Non-essential items are items in your home that Sheriff Officers cannot take to be sold. For a full list of Essential Items that cannot be attached, see here.
What will the Sheriff Consider before granting an Exceptional Attachment Order?
Sheriffs will consider several factors, such as:
- The nature of the debt owed, including whether it is a tax debt or a trade debt;
- Whether you live in the home;
- Whether you operate a business from your home;
- Whether you have received money advice;
- Whether you have previously had a Time to Pay Direction or Order and it has lapsed because you missed payments;
- Whether you have or have had an agreement with the creditor for the payment of the debt;
- Whether there is any evidence of any non-essential assets that could be taken, what their value is and where they are located;
- Your financial circumstances; and
- Whether you have applied for a Debt Payment Programme under the Debt Arrangement Scheme; or if you have previously had one, why it was revoked.
Prior to making an order, the Sheriff can instruct that you first should receive a visit from a money adviser to give you advice on your debts.
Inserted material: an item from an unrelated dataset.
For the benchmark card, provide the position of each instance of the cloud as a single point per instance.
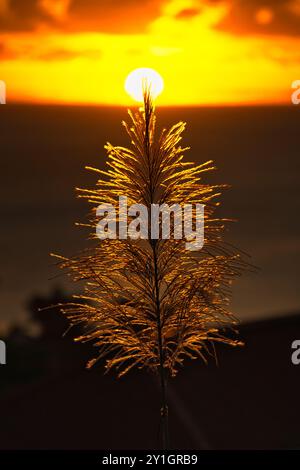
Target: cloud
(117, 16)
(58, 55)
(260, 17)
Sheriff Officers Powers of Entry
Sheriff Officers have a power to open lock and shut fast places.
This means if you lock the door or are not in, they can get a locksmith to come and open it. As they are executing a court order; if you try an obstruct them, they can call the police and you can be arrested and possibly face charges of Contempt of Court.
Once they have had an Exceptional Attachment Order granted, they normally must give you at least 4 days’ notice of when they intend to visit your home (Sheriff Court judges can dispense with this requirement if requested to by the Creditors. You do not need to be told beforehand that the Creditor has asked for this requirement to be dispensed with).
Sheriff Officers, however, should not attempt to enter the property if they know there are only children under the age of 16 in the home; or people who are not likely to be able to be able to understand the procedure being carried out because of their age, knowledge of English, mental health or because of a mental or physical disability.
There are certain days and times of days when attachments cannot be carried out, these are:
- A Sunday;
- A day which is a public holiday
- Attachments also should not begin before 8 am or after 8pm, or be continued after 8pm, unless prior permission of the court is obtained.
Acts before an attachment is executed
Anyone, which includes the person that owes the money, who moves, sells, gifts or destroys an item that could be subject to an attachment, after the Exceptional Attachment Order is made, but before it is attached, may be found to be in breach of the Order. They could be held liable for the value of the item and found to be in Contempt of Court.
Removal of items that are attached
When a Sheriff Officer carries out an attachment, he can only attach items that are not deemed to be essential. He also should also not attach items that are likely to have a sentimental value, such as a wedding ring, where the value of those items does not total £150.
Where he does attach an item, he should place on it a value that it would achieve if it was sold on the open market. If he wants to, he can obtain a professional valuation for the item.
He also should also arrange to remove the items from the home immediately, or if that is not possible as soon as possible after the attachment is executed.
Where an item is removed, however, it should not be auctioned until at least 7 days after it is removed. This is to allow the debtor to redeem the item at the value placed on it, or to object to the attachment on the grounds it is unduly harsh.